Una rutina de violencia y soledad
La reiteración de estos episodios ha normalizado una práctica que no debería existir: que sean los propios dolientes quienes asuman el traslado de los cuerpos. Habitantes denuncian que en muchas zonas del Magdalena, especialmente en las veredas de Pivijay, grupos armados ilegales imponen su ley, restringen la movilidad y extorsionan a comerciantes y campesinos sin que haya una respuesta efectiva del Estado.
La desprotección no se limita al momento posterior al crimen. Sin inspección técnica ni necropsia, no solo se vulnera la dignidad de las víctimas, sino que se alimenta la impunidad. “La violencia está desbordada y el Estado brilla por su ausencia. ¿Hasta cuándo vamos a vivir así?”, cuestionó un líder comunal tras el anterior caso, en palabras que hoy vuelven a tener vigencia.
El miedo como ley
En Canoas, donde ocurrieron los últimos asesinatos, los pobladores aseguran que la presencia de actores armados es constante y que las autoridades rara vez patrullan. El temor a represalias ha generado un silencio forzado: pocos se atreven a denunciar o a entregar información sobre los responsables de los crímenes.
La ausencia de las instituciones también ha erosionado la confianza ciudadana. Cada vez que un hecho violento ocurre y las autoridades no aparecen, se refuerza la percepción de que la justicia en Pivijay es un asunto privado, donde las familias deben resolver solas el destino de sus muertos.
Silencio oficial y exigencia ciudadana
Hasta el momento, ni la Alcaldía de Pivijay ni la Gobernación del Magdalena han emitido pronunciamientos claros sobre este último caso, más allá de vagas solicitudes de mayor presencia militar. Tampoco la Fiscalía ha explicado por qué sus funcionarios no acudieron a la escena del crimen.
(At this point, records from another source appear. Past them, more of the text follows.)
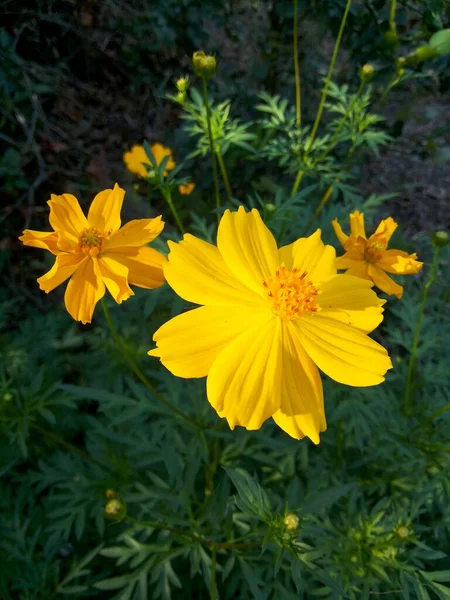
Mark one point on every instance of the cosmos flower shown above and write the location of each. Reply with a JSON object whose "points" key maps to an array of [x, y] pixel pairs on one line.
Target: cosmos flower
{"points": [[96, 253], [136, 159], [369, 258], [269, 318]]}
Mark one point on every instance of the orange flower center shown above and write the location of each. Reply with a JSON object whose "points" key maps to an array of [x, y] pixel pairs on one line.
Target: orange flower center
{"points": [[374, 249], [91, 241], [291, 294]]}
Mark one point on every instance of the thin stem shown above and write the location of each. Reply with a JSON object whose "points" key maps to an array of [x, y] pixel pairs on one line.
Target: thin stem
{"points": [[168, 196], [137, 371], [328, 79], [211, 143], [297, 71], [413, 356], [319, 209], [224, 173], [213, 572], [342, 122]]}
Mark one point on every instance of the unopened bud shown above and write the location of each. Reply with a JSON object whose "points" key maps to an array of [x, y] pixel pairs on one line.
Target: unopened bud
{"points": [[182, 84], [440, 239], [367, 72], [204, 65], [291, 521], [403, 532], [115, 509]]}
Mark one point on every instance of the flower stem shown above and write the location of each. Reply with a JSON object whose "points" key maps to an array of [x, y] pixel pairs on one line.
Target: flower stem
{"points": [[328, 79], [298, 112], [137, 371], [318, 210], [224, 173], [413, 355], [168, 197], [213, 572], [211, 142]]}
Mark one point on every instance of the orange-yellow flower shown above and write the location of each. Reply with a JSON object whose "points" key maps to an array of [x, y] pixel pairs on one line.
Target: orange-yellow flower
{"points": [[369, 258], [186, 189], [136, 159], [96, 252], [269, 318]]}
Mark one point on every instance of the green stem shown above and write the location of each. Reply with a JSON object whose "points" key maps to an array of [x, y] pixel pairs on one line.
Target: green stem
{"points": [[328, 79], [137, 371], [224, 174], [211, 143], [297, 71], [168, 197], [342, 122], [213, 572], [413, 356], [318, 210]]}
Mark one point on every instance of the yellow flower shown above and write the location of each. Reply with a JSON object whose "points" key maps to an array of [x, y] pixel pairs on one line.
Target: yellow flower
{"points": [[186, 189], [96, 252], [136, 159], [369, 258], [269, 316]]}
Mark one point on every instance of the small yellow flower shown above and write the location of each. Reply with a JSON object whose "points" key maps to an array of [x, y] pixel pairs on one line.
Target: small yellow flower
{"points": [[96, 253], [369, 258], [136, 159], [269, 316], [186, 189]]}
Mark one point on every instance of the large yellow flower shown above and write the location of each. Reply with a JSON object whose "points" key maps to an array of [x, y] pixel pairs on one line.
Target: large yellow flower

Líderes comunitarios reclaman acciones inmediatas, no solo para esclarecer los homicidios, sino para garantizar que no se repita la dolorosa práctica de que sean los propios dolientes quienes tengan que cargar con los cuerpos. “No es digno, no es justo y no es legal”, insisten.
Una herida que no cierra
En Pivijay, el dolor no termina con la muerte. La falta de respuesta oficial prolonga el sufrimiento y convierte cada asesinato en una doble tragedia: la de la pérdida y la del abandono. Mientras las autoridades guardan silencio, las familias siguen enfrentando solas la violencia y el olvido, en un territorio donde la vida parece depender más de la voluntad de los armados que de la protección del Estado.
En Canoas, las motos que transportaron a Jaider y Jaider se convirtieron en el símbolo de una comunidad que, a falta de justicia, se aferra a la dignidad de enterrar a sus muertos. Un acto de amor en medio de la desidia.